I recently went on splits to Diadema, a suburb of São Paulo. I’d heard of places like Diadema–returned missionaries are always willing to talk–but I’d never believed people lived that way, that people could live that way. The roads were unpaved, symbols of poverty. There were no trees, no grass, only dirt and unpainted brick. Diadema was the play city I used to build in the mud for my toy soldiers, only the houses were not pretend. The people were not toys.

The tiny dwellings were completely unorganized. One stood at street level and another right below it, accessible by a steep, tree-house staircase. I descended those stairs and traversed a narrow passageway, passing by a four-year-old who sat in the twilight gutter, hidden from the road by the houses above, hidden as if the world didn’t want to remember what I would never forget.

I climbed and gazed at the terrain. Sharp hills rose and fell as far as the eye could see, juxtaposed against a large, polluted river in the distance. The scene was from the Hudson River School, though painted in browns and grays instead of greens and blues. Gray were the houses of tens of thousands of impoverished souls–souls like mine–stretching dismally off into the distance.

Children danced with dirty street dogs, riding rusty bikes and flying pipas–kites–with smiles on their faces and dust on their feet. They were happy–poor, yes, but rich, for they understood some mysterious principle, some elusive doctrine. Perhaps I’ll never understand. A man and his grandson gazed at flirting chickens. I gave the little boy a sticker with Jesus on the front. A smile appeared on his soiled face, and I saw Jesus in his countenance, too, somewhere beneath the mud and the muck, the dirt and the dust. He placed the sticker on his grandfather’s leg and smiled at it, for he recognized the man depicted thereon. He remembered a time when he was clothed not in rags of grime but in a robe of glory, a time when he stood next to the man in the sticker, brighter and purer than I will ever be, His most cherished friend.

As I walked the dusty streets of that foreign land, I felt the same spirit I’d felt back home in a chapel or in a temple. The brown-faced children didn’t notice the feeling that permeated the dusty air, for they had spent their entire lives walking and playing on that holy ground. But for me this place was sacred.
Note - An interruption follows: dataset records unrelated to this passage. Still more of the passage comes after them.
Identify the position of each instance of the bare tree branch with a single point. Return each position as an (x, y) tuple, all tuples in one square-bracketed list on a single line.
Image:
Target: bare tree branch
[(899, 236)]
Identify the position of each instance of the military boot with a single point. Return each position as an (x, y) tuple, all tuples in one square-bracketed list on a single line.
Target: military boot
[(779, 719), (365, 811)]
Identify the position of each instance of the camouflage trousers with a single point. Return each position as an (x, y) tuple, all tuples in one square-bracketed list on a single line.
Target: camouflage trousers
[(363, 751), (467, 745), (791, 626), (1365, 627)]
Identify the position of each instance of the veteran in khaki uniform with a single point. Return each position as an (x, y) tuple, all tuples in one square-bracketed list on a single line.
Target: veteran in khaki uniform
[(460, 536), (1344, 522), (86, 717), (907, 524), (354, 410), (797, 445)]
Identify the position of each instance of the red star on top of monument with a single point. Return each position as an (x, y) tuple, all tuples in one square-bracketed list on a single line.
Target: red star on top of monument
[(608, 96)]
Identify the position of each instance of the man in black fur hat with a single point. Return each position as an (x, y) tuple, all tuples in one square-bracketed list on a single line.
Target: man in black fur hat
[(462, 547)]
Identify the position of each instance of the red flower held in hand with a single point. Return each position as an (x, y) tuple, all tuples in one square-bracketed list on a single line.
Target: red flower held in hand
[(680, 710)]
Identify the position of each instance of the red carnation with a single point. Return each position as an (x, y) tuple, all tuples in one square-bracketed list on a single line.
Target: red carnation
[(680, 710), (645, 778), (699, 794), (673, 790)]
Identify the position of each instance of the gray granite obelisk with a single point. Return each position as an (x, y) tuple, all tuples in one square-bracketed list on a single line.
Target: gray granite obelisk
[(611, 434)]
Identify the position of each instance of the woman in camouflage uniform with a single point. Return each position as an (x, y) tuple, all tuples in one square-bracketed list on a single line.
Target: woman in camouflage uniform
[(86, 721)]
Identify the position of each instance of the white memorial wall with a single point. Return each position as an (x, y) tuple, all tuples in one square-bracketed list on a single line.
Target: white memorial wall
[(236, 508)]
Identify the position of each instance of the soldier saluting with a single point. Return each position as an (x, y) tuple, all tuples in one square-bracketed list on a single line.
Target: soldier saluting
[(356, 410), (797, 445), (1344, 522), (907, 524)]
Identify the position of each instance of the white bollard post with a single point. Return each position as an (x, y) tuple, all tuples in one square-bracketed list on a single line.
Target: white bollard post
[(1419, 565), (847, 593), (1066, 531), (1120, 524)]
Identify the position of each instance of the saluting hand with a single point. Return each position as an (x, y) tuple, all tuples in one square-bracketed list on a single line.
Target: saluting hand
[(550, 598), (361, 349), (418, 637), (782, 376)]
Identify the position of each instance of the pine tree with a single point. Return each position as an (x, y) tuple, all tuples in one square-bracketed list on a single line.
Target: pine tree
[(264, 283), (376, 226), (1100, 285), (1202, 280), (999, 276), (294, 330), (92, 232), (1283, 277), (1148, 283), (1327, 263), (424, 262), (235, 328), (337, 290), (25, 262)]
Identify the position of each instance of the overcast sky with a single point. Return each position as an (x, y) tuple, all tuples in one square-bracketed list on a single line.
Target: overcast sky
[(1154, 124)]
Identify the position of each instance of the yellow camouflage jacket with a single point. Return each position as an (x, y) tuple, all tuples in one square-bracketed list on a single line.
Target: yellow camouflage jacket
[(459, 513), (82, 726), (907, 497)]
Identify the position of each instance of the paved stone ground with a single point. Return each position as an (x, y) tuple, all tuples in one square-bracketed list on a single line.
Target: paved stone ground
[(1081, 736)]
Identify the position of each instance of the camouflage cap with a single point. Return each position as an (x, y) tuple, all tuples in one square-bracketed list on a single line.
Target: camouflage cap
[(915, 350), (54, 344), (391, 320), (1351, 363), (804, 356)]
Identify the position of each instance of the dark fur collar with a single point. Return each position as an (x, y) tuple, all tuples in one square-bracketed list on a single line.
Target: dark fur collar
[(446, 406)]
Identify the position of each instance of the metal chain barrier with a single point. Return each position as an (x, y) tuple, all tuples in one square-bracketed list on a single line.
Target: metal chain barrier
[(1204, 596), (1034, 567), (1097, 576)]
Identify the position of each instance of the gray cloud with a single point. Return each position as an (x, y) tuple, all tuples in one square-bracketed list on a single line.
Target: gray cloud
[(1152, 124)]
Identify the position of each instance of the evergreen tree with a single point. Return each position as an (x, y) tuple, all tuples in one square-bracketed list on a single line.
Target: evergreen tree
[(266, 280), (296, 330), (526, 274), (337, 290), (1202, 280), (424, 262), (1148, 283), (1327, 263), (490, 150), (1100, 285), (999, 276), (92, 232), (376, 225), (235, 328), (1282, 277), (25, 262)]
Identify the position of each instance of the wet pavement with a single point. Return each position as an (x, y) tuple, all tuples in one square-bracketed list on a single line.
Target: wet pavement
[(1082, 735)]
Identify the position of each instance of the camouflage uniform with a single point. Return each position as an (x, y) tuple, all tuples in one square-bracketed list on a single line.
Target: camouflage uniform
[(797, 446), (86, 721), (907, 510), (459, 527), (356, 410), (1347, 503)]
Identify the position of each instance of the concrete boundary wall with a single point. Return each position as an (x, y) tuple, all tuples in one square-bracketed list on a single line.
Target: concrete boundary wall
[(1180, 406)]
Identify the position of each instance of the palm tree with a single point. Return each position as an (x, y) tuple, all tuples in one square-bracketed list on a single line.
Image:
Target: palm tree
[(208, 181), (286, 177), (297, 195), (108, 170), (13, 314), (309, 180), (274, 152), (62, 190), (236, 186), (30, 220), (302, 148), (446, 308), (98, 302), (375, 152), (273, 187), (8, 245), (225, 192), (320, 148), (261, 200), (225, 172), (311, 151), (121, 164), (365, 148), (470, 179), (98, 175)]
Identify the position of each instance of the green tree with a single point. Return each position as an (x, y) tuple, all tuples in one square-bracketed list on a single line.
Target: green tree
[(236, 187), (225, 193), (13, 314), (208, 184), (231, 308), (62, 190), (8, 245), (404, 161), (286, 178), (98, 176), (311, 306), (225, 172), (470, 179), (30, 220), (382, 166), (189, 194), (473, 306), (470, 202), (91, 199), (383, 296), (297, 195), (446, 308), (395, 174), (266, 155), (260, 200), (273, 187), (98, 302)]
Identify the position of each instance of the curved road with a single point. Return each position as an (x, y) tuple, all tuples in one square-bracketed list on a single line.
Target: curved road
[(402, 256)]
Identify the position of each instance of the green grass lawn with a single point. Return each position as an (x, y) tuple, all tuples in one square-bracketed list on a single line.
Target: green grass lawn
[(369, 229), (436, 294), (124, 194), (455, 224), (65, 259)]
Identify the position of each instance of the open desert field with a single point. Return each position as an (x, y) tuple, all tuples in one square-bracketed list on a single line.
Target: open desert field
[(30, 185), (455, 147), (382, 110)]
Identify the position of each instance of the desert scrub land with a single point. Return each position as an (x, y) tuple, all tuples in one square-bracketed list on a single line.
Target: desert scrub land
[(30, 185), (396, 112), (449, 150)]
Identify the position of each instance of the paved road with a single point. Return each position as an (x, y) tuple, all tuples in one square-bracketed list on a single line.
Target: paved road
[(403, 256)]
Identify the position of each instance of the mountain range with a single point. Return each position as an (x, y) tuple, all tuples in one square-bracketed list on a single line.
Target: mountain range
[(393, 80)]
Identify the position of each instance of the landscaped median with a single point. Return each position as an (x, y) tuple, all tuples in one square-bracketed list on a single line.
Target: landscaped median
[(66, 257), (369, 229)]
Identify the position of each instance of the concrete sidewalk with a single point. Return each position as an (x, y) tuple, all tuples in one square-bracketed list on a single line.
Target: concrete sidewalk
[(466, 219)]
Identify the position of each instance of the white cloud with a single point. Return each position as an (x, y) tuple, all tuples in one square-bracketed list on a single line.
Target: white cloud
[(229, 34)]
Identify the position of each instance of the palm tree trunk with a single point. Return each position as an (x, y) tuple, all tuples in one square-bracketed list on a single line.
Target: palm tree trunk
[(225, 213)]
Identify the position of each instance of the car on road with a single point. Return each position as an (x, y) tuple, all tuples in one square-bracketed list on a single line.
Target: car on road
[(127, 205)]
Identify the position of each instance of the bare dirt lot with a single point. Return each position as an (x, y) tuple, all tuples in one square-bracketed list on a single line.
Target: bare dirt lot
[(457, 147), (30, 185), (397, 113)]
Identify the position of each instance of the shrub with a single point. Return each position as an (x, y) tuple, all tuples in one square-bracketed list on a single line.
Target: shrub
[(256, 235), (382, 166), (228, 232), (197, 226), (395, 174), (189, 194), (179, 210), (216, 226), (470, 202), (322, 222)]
This was the mission field, the place where I would bring souls to Christ, where I would labor in the vineyard.

These are real people, not characters in a story or actors in a movie. As I write, they wash their clothes. They try to feed their children, try to find work and clean water. A mother sits in one of those tiny brick houses right now nursing her little boy while her husband stands quietly in the corner watching her, trying desperately to figure out how he’s going to make ends meet. And God gave me, an awkward boy, the mandate to teach these real people the gospel of Jesus Christ, to save these real souls. Their clothes are dirty, my suit is clean and neatly pressed. I’ve attended a university; many of them are illiterate. I come from a middle-class American family, but many of them cannot afford the tiny shacks they call homes. I am unworthy to latch the sandals of their dusty feet. What an opportunity, missionary work! What a blessing to show these choice souls how to return to live with their Father, how to dwell forever at His right hand! I am humbled to serve, humbled to try, however inadequately, to be a type of Christ, a savior for the people I’ll be privileged to teach, privileged to love.